Enfin, le volet des produits non agricoles et des services a peu évolué. Le principe d’une diminution des droits de douane, d’autant plus forte que ces droits sont élevés, a été retenu. Concernant les services, l’obligation de négocier une ouverture des marchés des services a été vidée de sa substance. Le texte énonce que les négociations «seront menées à bien en vue de promouvoir la croissance économique». Les pays riches qui demandaient un meilleurs accès pour leurs services financiers, télécoms, transports et tourisme, n’ont pas su tirer profit du rendez-vous chinois, en particulier l’Union européenne, qui a bradé son agriculture sans obtenir de réelles contreparties sur le dossier des services.
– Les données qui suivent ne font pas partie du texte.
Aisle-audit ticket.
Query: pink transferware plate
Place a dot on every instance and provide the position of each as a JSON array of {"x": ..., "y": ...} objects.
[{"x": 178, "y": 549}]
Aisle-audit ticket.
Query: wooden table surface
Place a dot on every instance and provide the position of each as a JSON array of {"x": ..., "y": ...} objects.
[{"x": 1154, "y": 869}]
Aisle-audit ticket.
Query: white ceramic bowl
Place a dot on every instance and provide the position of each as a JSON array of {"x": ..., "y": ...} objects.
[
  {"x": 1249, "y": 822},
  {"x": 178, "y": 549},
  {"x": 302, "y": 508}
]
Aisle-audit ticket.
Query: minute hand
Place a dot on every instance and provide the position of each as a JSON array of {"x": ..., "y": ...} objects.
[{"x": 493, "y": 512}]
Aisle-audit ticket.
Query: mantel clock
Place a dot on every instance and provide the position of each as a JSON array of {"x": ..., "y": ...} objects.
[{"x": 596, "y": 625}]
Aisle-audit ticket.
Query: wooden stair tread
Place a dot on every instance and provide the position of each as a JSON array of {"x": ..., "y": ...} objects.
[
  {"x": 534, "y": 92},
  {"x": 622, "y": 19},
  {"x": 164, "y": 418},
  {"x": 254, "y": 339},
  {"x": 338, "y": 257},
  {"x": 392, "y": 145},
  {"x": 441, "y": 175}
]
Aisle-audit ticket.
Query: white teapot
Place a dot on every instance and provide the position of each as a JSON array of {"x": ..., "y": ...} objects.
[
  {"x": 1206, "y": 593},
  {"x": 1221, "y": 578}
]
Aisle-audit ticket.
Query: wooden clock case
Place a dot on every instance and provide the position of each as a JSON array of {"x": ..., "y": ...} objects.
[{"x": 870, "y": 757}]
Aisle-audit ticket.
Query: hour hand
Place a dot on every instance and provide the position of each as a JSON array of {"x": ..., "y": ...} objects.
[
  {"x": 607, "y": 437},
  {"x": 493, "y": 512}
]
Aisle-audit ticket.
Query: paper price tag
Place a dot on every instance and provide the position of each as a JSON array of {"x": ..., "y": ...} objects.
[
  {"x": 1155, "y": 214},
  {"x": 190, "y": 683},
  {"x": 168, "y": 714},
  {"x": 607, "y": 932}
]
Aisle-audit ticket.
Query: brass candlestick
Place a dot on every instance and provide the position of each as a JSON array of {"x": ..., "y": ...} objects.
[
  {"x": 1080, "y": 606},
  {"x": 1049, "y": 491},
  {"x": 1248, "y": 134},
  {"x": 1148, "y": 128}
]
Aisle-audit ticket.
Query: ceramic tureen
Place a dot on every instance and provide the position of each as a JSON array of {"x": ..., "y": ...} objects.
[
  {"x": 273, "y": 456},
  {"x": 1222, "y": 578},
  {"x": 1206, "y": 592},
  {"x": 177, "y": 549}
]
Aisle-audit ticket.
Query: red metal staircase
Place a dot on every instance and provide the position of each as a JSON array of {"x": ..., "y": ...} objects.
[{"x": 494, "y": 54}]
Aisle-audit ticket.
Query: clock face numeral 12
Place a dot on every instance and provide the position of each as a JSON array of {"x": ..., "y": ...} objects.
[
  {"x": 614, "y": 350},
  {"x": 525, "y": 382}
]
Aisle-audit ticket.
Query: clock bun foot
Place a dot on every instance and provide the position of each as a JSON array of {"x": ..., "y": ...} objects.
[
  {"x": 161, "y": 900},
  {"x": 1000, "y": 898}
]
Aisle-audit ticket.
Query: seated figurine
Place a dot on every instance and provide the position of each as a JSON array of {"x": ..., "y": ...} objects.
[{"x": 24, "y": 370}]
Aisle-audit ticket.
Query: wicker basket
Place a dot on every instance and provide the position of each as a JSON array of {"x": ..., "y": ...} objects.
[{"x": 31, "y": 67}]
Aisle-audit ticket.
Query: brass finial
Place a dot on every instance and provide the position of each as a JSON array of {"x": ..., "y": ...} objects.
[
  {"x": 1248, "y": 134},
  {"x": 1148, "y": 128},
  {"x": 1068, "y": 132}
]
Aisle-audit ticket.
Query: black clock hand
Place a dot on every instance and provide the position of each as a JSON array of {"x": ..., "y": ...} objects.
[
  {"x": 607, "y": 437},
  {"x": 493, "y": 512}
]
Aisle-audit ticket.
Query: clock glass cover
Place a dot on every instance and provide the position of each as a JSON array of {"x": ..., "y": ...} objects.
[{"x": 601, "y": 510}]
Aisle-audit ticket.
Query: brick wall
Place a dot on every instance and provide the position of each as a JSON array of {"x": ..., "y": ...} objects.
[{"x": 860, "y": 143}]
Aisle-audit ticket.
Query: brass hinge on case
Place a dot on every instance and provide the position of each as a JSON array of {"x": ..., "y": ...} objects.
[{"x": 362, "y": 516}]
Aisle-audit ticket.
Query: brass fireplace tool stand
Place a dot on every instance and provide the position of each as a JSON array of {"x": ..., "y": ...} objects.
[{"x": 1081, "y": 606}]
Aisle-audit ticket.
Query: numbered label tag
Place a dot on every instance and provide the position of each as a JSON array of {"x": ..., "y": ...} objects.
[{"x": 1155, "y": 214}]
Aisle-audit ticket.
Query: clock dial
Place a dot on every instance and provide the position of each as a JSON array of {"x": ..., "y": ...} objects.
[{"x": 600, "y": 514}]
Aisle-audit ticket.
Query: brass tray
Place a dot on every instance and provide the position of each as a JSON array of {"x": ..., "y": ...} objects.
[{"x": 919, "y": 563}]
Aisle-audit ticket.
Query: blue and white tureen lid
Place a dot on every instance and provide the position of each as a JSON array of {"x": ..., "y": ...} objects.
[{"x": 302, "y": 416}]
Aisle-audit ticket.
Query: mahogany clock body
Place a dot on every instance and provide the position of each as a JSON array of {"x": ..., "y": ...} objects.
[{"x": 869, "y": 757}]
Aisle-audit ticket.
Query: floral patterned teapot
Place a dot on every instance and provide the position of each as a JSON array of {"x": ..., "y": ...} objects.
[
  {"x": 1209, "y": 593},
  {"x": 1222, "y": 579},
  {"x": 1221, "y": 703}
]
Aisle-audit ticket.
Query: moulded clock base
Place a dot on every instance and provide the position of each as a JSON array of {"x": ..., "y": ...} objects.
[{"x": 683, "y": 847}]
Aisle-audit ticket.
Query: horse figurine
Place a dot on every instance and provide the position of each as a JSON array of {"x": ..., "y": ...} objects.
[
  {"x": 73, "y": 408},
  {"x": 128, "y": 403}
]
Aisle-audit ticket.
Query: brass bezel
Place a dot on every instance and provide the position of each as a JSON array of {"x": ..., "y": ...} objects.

Grande déception de la profession
Toutes tendances confondues, les syndicats agricoles ont dénoncé l’accord de Hongkong. Pour les associations générales des producteurs de blé (AGPB) et de maïs (AGPM), «l’UE a récolté sans surprise, les fruits du manque de réalisme et de sens tactique, dont a fait preuve, depuis des mois, la Commission européenne dans la négociation». Elles estiment que «l’UE devra se montrer inflexible vis-à-vis des autres formes d’aides —garanties de crédit à l’export, aide alimentaire déguisée, monopole des entreprises commerciales d’état— d’ici au 30 avril 2006».
Elles souhaitent aussi que «soit traitée efficacement la question du marketing loan américain». Pour finir, elles dénoncent le caractère incompatible de la suppression des restitutions avec une ouverture accrue des marchés européens des céréales et des productions à base de céréales. Les syndicats d’exploitants agricoles se montrent tous pessismistes sur l’avenir du secteur. La FNSEA parle «d’une étape insatisfaisante» et d’ «un avenir semé d’embuches». Tandis que la Confédération paysanne et la Coordination rurale demandent tout simplement que l’agriculture sorte des secteurs traités à l’OMC. De leur côté, nos politiques se sont montrés plutôt satisfaits de l’accord chinois. Le ministre de l’Agriculture, Dominique Bussereau, a admis que cet accord n’était «pas génial» mais «il y a quelques avancées» a-t-il ajouté. Le Président de la République, lui, a estimé cet accord «favorable» à la croissance et à l’emploi en France. «Il contribuera au développement des pays les plus pauvres, tout en préservant le potentiel indispensable de l’agriculture européenne.»